Now, the height of the ball pit is 1.5 feet, so this is where those ten 1.5-foot pipes will come in.
Now, if you look at the picture above, you can see the dimensions and orientation of the PVC pipes a little better.
Next, once you’ve made the PVC pipe frame, secure the netting using zip ties around the exterior of the ball pit (on the top and bottom pipes).
I placed mine pretty close to one another.
In the end, I went back and placed the extras where I felt I needed them the most.
At some point around your kids’ ball pit, the utility netting will overlap. I used zip ties to secure the overlap also, but if I were to make this again, I’d tie it with ribbons or secure it with something less hard and plastic
Once you have completely secured the netting around the ball pit, clip the zip ties so they are not sticking out. No one wants a hurt hand from them.

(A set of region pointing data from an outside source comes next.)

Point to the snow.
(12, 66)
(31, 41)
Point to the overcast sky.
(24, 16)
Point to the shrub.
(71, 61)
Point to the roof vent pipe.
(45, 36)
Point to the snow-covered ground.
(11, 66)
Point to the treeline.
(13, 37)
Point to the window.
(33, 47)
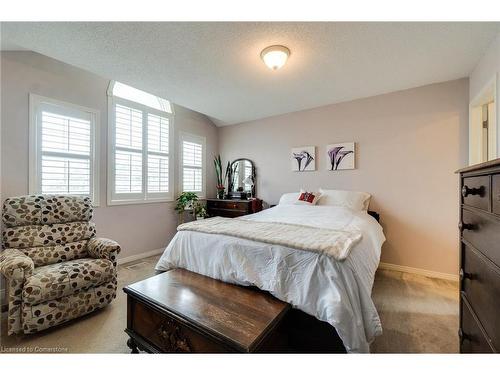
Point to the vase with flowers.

Last, add the pool noodles, and cut as needed to fit.
Another Fun Option
Our gymnastics location has a ball pit filled with foam blocks that the kids love.
Thus, another great, but more expensive idea, is buying some of those pit foam blocks and putting them in. (You can find them on Amazon.)
I hope you enjoyed this tutorial for constructing a DIY ball pit using store-bought and easily accessible items. Let me know how your construction went or if you need any additional clarification on the steps!